Ta wspaniała uroczystość...Ja szcześliwa,że wreszcie związek pobłogosławiony w kościele.Kupiliśmy młodym biblię i stułę ślubną,które na koniec mszy wręczył Gwardian.(Również na tych dwóch symbolach oparł swoje kazanie.)Oboje Młodzi bardzo przeżywali przysiegę małżeńską.Na dźwiek marsza weselnego rozpoczęła się mała szarpanina-Rafał ustąpił i Justyna w poczuciu wielkiej wygranej "obróciła go "w swoją stronę!

Cóż mogę powiedzieć o weselu.Udane,że hej!To efekt pracy profesjonalistów-cukiernik,obsługa restauracji i hotelu, didżej, fotograf.Goście stanęli na wysokości zadania.Nie dość ,ze dopisali w 100% i świetnie się bawili, to jeszcze chętnie brali udział w najdzikszych zabawach proponowanych przez didżeja.Szczerze mówiąc dawno się tak nie ubawiłam na oczepinach!Przytoczę kilka zabaw.Oczywiście było wykupywanie butów i pantofelków.Moja koleżanka Iwonka musiała oblecieć w 1,5 minuty całą salę i pocałować w policzek wszystkich panów.Men, który zebrał nagrodę za but pana młodego miał w ciągu 2 mimut pocałować w prawą rączkę wszystkie kobiety na sali, łącznie z kelnerkami. świadkowa o twarzy i figurze modelki,ognistym temperamencie, grająca drugie skrzypce po didżeju jako wodzirejka musiała jako "taczka" okrążyć pare młodą. Zabawa z krzesełkami została nieco zmieniona.Żeby usiąć na krześle trzeba było coś przynieść.Najpierw kanapkę z pięcioma składnikami.Potem trawę...Żebyście widzieli jak Oni gnali na zewnątrz,niektórzy nawet na bosaka,żeby wygrzebać spod śniegu trochę zeschłej trawy!!!Boki można było zrywać!Na koniec mój chrześniak walczył z piekną Milenką o zdobycie 2 rolek papieru toaletowego.(Najpierw bieg do toalet, potem do kuchni)Kelnerzy i obsługa powiedzieli,że dawno nikt się tam tak nie bawił!(A było i sporo 18- nastek, tudzież innych imprez).Wiele osób brało wizytówkę od didżeja, bo naprawdę prowadzenie było świetne!A muza dosłownie dla każdego.(Nie zabrakło szlagierów Bony M.,Shakin Stevensa i Bee Gees.)Fotograf o 23.00 zaprezentował efet pracy z całego dnia na pokazie slajdów.To były takie zdjęcia, że wiele osób (łącznie ze mną) zamierało z zachwytu.(Szczególnie sesja przedślubna w hotelu z udziałem młodych i Kalinki)Facet ma tak niesamowitą intuicję,że uchwycił takie momenty i miny gości,że zasmiewaliśmy się do łez i pialiśmy z zachwytu!Niestety zdjęcia będą dostępne dopiero za miesiąc, po sesji w plenerze.
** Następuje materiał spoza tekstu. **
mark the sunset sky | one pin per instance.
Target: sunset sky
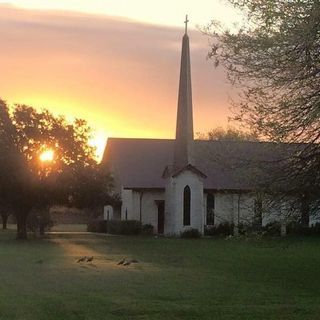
(114, 63)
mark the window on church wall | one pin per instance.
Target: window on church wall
(186, 206)
(210, 209)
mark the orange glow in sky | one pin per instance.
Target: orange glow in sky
(47, 155)
(119, 74)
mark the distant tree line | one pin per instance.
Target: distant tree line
(273, 58)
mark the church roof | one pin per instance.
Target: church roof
(139, 163)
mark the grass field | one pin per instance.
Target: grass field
(174, 278)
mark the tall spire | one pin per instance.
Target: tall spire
(184, 128)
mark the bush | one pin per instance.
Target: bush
(127, 227)
(147, 229)
(272, 228)
(191, 234)
(97, 225)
My też mieliśmy swoją chwilę. Jako rodzice młodych ze statuetakami Oskarowymi "Dla najlepszych rodziców" odtańczyliśmy "We are the champions "Queen". Miesiące przygotowań-jeden dzień i jedna noc, i.... powrót do codzienności.Ale tak musi być,żeby docenić wagę uroczystości i urok zabawy.Prezentuję dwa zdjęcia, ale kudy mi tam do weselnego fotografa- Pierwszy taniec Młodych i bukiet ślubny.W każdym razie od ślubu Justyny i Rafała zaczęła się Wiosna Radosna! I to jest ta dobra wiadomość dla nas wszystkich.Pozdrawiam i idę sprzątać.Milego dnia!